News Americas, TORONTO, Canada, Weds. May 24, 2017: The Canadian government is warning nationals to be wary of crime when traveling to a number of Caribbean cities. The updated May 19th warning comes on the heels of a new Inter-American Bank study that says an average of 40 percent of the Caribbean population identify crime and security-related issues as the main problem facing their country and identified at least five capital cities across the region as facing reported cases of violent robberies.
The cities Canadian nationals are being warned to express a high degree of caution when travelling to are:
The Canadian government warns nationals about an increase in armed robberies and sexual assaults targeting tourists in Nassau, Bahamas, which just saw the election of a new prime minister. The latest travel warning says the incidents take place in populated and isolated areas, and even in daylight hours. Canadian travelers are advised not to carry large sums of cash or wear expensive jewellery and to stay alert to your surroundings at all times, even in areas normally considered safe.
Santo Domingo, Dominican Republic
The updated warning urges travelers from Canada to Santo Domingo to be on the lookout for pickpockets and bag-snatchers at resorts, beaches, airports, bus stations and on public transportation. The alert also warns travelers to watch out for hustlers selling various wares, particularly in Santo Domingo, where drive-by robberies by thieves on motorcycles, scooters or bicycles is an issue. Canadians are also warned to avoid unmarked taxis in the city since they could be targeted for assault and robbery.
Canadians travelling to Georgetown, Guyana are urged to be on the alert for pickpockets, purse snatchers, armed robberies and car thefts and carjacking particularly in Stabroek Market, Tiger Bay and South Georgetown. The sea wall, from east of the Pegasus Hotel extending to Sheriff Street and adjacent areas, has also been the site of several crimes and should be avoided after dark, the Canadian government warns.
Canadians are urged to avoid Martissant, Carrefour, Bel Air and Cité Soleil, in Port-au-Prince, Haiti since these areas continue to be dangerous due to criminal activity and the local authorities’ lack of capacity to ensure order. If you do travel to these areas, keep windows closed and doors locked.

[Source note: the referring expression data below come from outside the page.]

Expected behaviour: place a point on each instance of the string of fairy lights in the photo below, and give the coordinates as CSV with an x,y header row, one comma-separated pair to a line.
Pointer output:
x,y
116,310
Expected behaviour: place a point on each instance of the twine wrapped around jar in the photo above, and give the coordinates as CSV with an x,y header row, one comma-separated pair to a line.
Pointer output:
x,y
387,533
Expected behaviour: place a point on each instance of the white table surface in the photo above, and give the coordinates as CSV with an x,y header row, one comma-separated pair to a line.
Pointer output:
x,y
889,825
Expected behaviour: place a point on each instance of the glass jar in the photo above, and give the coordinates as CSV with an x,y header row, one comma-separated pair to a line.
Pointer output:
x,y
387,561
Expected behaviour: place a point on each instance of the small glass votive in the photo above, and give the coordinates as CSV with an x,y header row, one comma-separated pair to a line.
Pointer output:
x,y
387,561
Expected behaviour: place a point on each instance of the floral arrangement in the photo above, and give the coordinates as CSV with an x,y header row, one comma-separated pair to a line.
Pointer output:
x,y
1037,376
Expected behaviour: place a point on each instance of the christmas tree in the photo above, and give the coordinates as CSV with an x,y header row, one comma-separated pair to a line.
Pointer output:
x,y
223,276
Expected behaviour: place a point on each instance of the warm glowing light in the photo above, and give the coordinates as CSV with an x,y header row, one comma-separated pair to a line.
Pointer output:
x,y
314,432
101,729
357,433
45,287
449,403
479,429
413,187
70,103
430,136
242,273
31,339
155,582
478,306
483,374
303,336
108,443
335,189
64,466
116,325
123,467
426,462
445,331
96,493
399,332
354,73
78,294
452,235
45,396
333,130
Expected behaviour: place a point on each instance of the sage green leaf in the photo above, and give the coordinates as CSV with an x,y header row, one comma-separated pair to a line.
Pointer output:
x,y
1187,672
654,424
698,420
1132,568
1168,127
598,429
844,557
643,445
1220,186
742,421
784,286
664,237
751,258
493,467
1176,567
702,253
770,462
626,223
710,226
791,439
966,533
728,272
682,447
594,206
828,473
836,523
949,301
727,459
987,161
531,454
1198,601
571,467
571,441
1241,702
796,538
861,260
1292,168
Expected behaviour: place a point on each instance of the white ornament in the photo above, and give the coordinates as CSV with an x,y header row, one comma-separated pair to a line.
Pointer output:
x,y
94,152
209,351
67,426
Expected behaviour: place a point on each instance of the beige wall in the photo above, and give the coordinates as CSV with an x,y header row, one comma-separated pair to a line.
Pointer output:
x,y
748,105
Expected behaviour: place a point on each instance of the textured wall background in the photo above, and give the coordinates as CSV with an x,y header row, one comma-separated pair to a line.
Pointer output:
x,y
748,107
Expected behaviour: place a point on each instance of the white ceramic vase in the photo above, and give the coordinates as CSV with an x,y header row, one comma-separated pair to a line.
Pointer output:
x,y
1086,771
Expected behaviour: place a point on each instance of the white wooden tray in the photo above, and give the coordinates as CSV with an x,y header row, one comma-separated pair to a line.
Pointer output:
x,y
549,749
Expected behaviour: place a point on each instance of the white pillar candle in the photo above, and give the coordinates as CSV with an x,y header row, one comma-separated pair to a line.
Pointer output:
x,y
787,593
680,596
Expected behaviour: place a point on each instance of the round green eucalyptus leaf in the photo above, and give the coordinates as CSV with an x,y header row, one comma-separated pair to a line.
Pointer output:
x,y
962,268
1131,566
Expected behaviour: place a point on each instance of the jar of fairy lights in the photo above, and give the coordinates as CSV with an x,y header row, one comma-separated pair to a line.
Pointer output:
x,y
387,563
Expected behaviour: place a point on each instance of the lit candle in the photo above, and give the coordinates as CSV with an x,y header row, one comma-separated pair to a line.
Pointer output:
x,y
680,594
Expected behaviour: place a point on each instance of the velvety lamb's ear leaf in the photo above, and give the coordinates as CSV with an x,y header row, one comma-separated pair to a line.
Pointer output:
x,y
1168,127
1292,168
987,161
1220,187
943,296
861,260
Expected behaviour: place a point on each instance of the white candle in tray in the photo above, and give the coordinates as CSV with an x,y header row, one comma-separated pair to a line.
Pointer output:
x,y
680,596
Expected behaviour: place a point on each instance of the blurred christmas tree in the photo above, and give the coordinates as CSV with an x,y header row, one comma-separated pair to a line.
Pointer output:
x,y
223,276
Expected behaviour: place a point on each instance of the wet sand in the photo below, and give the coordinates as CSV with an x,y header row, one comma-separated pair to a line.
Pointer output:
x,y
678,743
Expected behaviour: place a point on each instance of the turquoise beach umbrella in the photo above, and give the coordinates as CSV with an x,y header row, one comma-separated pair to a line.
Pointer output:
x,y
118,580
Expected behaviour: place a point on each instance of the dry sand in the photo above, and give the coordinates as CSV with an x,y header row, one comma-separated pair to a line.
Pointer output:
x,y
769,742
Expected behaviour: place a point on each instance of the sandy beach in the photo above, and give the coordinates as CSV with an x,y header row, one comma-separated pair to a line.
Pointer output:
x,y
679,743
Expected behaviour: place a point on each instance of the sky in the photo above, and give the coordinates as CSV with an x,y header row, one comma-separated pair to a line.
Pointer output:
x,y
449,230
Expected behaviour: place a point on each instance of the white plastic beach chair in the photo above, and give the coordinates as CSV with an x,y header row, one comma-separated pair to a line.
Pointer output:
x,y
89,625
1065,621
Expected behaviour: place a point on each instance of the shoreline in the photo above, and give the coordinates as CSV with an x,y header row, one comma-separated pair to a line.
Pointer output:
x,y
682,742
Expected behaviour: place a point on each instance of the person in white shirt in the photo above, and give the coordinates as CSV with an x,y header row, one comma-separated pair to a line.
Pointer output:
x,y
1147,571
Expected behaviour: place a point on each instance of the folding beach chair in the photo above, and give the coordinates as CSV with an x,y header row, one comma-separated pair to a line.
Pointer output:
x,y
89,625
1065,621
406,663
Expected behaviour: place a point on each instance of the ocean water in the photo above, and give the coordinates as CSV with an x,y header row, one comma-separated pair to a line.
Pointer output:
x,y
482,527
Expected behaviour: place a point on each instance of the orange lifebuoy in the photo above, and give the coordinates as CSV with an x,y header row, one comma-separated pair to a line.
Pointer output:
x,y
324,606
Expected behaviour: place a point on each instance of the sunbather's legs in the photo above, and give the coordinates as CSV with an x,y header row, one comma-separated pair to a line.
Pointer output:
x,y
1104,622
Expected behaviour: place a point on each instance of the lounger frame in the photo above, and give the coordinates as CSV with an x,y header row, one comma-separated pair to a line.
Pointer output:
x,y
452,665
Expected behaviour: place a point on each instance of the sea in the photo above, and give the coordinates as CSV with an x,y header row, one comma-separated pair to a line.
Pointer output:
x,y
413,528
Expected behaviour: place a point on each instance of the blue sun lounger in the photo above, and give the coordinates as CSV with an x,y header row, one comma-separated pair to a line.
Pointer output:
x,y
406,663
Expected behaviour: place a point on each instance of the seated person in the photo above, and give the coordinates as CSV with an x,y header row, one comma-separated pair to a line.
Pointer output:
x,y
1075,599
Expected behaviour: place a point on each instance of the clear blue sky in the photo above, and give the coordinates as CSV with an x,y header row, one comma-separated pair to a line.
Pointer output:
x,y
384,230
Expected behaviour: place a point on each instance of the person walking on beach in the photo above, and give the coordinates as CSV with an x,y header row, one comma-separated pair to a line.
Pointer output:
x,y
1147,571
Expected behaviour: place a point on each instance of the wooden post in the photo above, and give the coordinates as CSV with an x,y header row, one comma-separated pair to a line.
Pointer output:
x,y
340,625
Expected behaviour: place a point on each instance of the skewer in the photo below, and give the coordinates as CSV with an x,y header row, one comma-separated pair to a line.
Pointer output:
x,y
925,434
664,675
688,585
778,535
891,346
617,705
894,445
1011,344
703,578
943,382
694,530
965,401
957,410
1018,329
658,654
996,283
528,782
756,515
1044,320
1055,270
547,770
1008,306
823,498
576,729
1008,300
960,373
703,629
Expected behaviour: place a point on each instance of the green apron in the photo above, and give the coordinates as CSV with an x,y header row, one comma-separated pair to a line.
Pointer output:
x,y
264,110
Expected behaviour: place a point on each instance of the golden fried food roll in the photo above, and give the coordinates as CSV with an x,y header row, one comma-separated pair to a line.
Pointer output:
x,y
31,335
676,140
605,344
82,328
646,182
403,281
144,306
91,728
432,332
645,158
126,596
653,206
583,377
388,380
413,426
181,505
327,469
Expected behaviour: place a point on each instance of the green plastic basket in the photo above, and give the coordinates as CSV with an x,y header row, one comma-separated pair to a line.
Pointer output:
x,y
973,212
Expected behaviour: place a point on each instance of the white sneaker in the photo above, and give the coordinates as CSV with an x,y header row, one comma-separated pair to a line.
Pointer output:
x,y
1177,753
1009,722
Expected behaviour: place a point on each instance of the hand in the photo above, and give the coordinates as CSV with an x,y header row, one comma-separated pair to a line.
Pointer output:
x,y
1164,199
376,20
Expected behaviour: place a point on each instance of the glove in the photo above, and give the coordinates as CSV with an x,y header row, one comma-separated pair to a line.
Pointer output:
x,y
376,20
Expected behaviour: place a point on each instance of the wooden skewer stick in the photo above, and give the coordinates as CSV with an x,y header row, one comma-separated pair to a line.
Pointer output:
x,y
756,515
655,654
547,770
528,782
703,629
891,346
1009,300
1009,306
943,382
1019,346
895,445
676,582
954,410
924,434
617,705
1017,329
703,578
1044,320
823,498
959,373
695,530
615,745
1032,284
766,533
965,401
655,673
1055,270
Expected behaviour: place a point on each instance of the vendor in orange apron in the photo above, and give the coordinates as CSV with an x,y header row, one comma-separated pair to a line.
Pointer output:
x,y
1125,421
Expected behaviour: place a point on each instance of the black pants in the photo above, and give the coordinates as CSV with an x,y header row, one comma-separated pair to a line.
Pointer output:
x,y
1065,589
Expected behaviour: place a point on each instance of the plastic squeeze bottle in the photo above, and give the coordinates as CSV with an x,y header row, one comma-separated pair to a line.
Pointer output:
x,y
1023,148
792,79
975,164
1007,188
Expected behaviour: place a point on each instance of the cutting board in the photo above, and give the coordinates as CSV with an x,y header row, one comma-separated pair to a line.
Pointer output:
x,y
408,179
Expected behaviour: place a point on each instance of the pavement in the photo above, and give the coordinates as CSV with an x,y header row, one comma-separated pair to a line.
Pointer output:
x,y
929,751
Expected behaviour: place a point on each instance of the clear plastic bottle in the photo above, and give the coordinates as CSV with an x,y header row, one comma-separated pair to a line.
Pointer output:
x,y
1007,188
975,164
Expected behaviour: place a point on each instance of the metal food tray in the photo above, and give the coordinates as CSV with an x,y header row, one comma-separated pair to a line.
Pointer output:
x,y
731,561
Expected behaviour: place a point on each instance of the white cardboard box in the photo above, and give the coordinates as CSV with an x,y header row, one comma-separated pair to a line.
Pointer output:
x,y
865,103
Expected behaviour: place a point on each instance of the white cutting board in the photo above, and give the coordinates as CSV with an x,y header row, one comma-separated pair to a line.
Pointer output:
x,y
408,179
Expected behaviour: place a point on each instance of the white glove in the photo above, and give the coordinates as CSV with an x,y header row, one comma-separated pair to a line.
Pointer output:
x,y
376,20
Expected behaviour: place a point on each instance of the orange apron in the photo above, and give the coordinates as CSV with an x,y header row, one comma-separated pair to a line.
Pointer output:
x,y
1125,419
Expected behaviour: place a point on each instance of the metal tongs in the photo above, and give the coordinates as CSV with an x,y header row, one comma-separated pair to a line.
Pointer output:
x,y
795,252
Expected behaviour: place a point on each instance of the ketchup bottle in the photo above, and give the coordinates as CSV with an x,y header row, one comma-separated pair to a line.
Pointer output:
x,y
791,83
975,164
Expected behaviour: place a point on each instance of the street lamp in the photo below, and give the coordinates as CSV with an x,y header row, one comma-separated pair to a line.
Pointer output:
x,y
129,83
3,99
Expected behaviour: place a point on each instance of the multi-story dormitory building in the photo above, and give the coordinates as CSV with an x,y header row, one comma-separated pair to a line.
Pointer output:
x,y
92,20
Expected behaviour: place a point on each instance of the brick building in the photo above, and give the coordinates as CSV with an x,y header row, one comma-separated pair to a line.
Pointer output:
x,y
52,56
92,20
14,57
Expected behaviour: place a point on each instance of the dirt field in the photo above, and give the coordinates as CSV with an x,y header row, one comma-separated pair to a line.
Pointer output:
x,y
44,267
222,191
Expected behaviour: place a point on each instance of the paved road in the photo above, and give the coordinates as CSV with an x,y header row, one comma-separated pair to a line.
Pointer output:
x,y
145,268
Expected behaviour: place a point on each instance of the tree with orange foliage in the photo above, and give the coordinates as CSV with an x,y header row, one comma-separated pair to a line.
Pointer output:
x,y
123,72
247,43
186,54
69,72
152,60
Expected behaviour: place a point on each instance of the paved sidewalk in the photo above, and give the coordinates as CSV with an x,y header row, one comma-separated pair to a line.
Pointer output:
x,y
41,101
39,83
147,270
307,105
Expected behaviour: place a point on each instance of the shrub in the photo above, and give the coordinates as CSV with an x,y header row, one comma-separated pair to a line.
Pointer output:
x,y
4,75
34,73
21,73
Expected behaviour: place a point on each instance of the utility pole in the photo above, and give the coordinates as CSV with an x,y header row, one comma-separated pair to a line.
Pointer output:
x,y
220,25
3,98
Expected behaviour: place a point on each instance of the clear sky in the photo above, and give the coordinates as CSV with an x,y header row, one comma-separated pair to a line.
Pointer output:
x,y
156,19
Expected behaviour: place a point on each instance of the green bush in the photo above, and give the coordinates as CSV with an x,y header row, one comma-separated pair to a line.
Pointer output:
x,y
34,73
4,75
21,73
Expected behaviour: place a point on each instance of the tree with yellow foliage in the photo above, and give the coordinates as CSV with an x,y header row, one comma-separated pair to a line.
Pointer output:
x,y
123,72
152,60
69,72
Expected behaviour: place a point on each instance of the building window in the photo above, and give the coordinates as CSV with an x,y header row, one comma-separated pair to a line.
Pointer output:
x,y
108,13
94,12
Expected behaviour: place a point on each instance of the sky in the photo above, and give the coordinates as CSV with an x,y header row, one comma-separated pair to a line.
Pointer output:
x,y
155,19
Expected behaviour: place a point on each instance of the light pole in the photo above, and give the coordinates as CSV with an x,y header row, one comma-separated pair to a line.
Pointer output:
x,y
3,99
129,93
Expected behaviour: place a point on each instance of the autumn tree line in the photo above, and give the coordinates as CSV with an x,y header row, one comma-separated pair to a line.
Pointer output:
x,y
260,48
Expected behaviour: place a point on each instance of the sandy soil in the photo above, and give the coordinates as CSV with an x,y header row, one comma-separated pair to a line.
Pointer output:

If travelling to Kingston, be wary of violent crime, including armed robbery and murder which remains a problem in the capital, the advisory warns. Travelers are also urged to watch out for pickpockets and bag –snatchers; not to carry large amounts of cash or show signs of affluence and to protect your cell phone. The Canadian government also warns travelers to avoid the inner-city and disadvantaged neighborhoods of Kingston such as Tivoli Gardens, Whitfield Town, Payne Land, West Kingston, Grant’s Pen, August Town, Denham Town, Hannah Town, Arnett Gardens, Olympic Gardens, Harbour View, Central Village, Spanish Town, Mountain View, Trench Town, Cassava Piece, Canterbury, Norwood and Rose Heights.
In Paramaribo, Suriname, the Canadian government warns nationals to be wary of violent and petty crime such as pick-pocketing and robbery that are common in the capital and outlying areas, especially in the major business and shopping districts. Banditry and lawlessness are a problem in the cities of Albina and Moengo, and along the East-West Highway between Paramaribo and Albina, the statement said while adding that The Palm Garden (“Palmentuin”) in the Dutch area of Paramaribo should be avoided after dark due to illicit activities and the lack of police presence. Travelers are urged to also avoid walking alone after dark outside the immediate vicinity of major hotels in the capital.
Canadian travelers are warned to be wary of violent robberies, assaults and rapes if traveling to Port-of-Spain, Trinidad especially in Laventille. Cruise ship passengers are especially warned to be careful when walking around the docks in Port of Spain, since gang and drug-related violence, including shootings and kidnappings, occurs and can affect bystanders.